The plan will not only win more time for the group's debt disposition but allow Evergrande to focus on the delivery of residential projects in the coming three years, as the developer is striving to maintain normal operations of business and construction, Yan said.

Although the long-awaited proposals could provide breathing space for the developer, "it's too early to say the balance sheet of Evergrande could recover fully", said Li Yujia, chief researcher at the Guangdong Planning Institute's residential policy research center.

With more than $300 billion in total liabilities, including offshore debt, Evergrande has been at the center of a property debt crisis in which multiple Chinese developers defaulted over the past year, forcing many to enter debt restructuring talks, according to a Reuters report.

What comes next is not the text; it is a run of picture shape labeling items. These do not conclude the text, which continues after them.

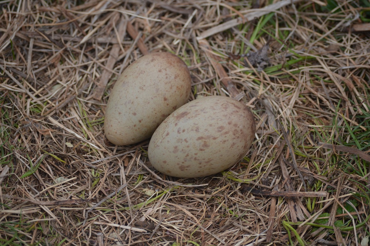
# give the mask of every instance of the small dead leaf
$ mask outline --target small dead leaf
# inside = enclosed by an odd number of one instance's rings
[[[65,145],[67,146],[67,147],[68,147],[69,148],[73,148],[73,145],[69,142],[66,142]]]
[[[142,191],[145,192],[145,194],[147,196],[150,196],[153,194],[155,191],[154,190],[152,190],[152,189],[148,189],[147,188],[145,188],[145,189],[143,189]]]
[[[66,179],[64,177],[59,177],[54,180],[54,183],[61,183],[63,181],[68,180],[68,179]]]
[[[369,236],[367,236],[361,240],[361,246],[368,246],[369,245]]]

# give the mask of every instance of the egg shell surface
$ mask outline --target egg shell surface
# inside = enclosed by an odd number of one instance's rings
[[[176,55],[155,53],[140,57],[125,70],[111,92],[104,122],[107,138],[127,145],[150,137],[188,101],[191,86],[188,67]]]
[[[226,97],[196,99],[167,117],[152,137],[148,156],[159,172],[179,178],[217,173],[245,156],[256,124],[250,109]]]

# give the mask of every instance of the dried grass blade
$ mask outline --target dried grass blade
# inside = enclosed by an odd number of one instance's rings
[[[218,33],[227,30],[240,24],[243,23],[245,20],[247,21],[253,20],[255,18],[260,17],[263,15],[275,11],[282,7],[286,6],[289,4],[293,4],[301,1],[301,0],[283,0],[276,3],[268,5],[261,9],[253,9],[250,13],[249,13],[244,16],[244,18],[239,17],[236,19],[223,23],[212,27],[206,31],[204,31],[196,37],[196,39],[200,40],[204,38],[216,34]]]
[[[335,144],[326,144],[322,142],[319,142],[319,145],[320,147],[326,149],[330,149],[333,150],[338,150],[343,152],[347,152],[354,155],[357,155],[360,157],[362,158],[366,161],[370,162],[370,155],[368,155],[363,151],[361,151],[358,149],[355,149],[354,148],[343,146],[343,145],[338,145]]]
[[[222,67],[222,65],[218,62],[218,58],[211,52],[211,49],[209,44],[206,40],[199,40],[198,43],[201,47],[205,51],[206,55],[208,57],[208,60],[212,64],[212,66],[216,70],[222,84],[230,94],[230,97],[232,98],[239,97],[238,97],[239,94],[239,90],[228,76],[228,74]]]
[[[120,45],[120,40],[121,40],[121,41],[123,41],[125,37],[127,22],[127,21],[123,17],[121,18],[121,21],[118,27],[118,34],[120,36],[117,37],[117,40],[118,40],[119,42],[113,45],[111,52],[110,53],[109,57],[108,58],[108,60],[107,61],[107,64],[105,65],[105,67],[108,69],[104,69],[103,71],[103,73],[100,77],[99,84],[97,87],[95,94],[94,95],[94,98],[97,100],[99,101],[101,100],[101,98],[104,94],[105,87],[107,86],[108,81],[112,75],[112,73],[111,71],[113,70],[114,64],[118,58],[118,54],[121,48]]]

Industry experts suggested the settlement of Evergrande's debt crisis will set a template for other indebted enterprises in the real estate sector, and the Chinese property market as a whole.

"It's good to see Evergrande seek solutions to the debt problem in a market framework and under the rule of law, instead of using administrative interference," said Li.

Since its debt problem started to deteriorate in the second half of 2021, at least 20 months had passed before Evergrande came up with a clear debt restructuring plan, showing the complexity of the debt crisis and the large amount of capital involved, said Yan.

"In fact, with the gradual improvement of the property market this year, the sector is also seeing improved market confidence, both of which will have a positive impact on debt issues faced by the likes of Evergrandes," said Yan.

Evergrande New Energy Vehicle Group said in a separate statement on Thursday it may have to halt production of electric vehicles if it does not get fresh funding, after delivering more than 900 units of its flagship Hengchi 5 model.

The EV manufacturing unit of the embattled property developer said it was aiming to cut costs through measures such as reducing staff numbers and improving management efficiency.

"If we are unable to obtain additional liquidity, the group may be at risk of discontinuing production," it said.

The firm could, however, obtain financing of more than 29 billion yuan ($4.2 billion) "in the future "as a number of flagship models are expected to enter the mass production stage, it said in its statement.

The NEV unit is key for the transformation plans of Evergrande, once China's top-selling property developer and now at the center of a deepening debt crisis.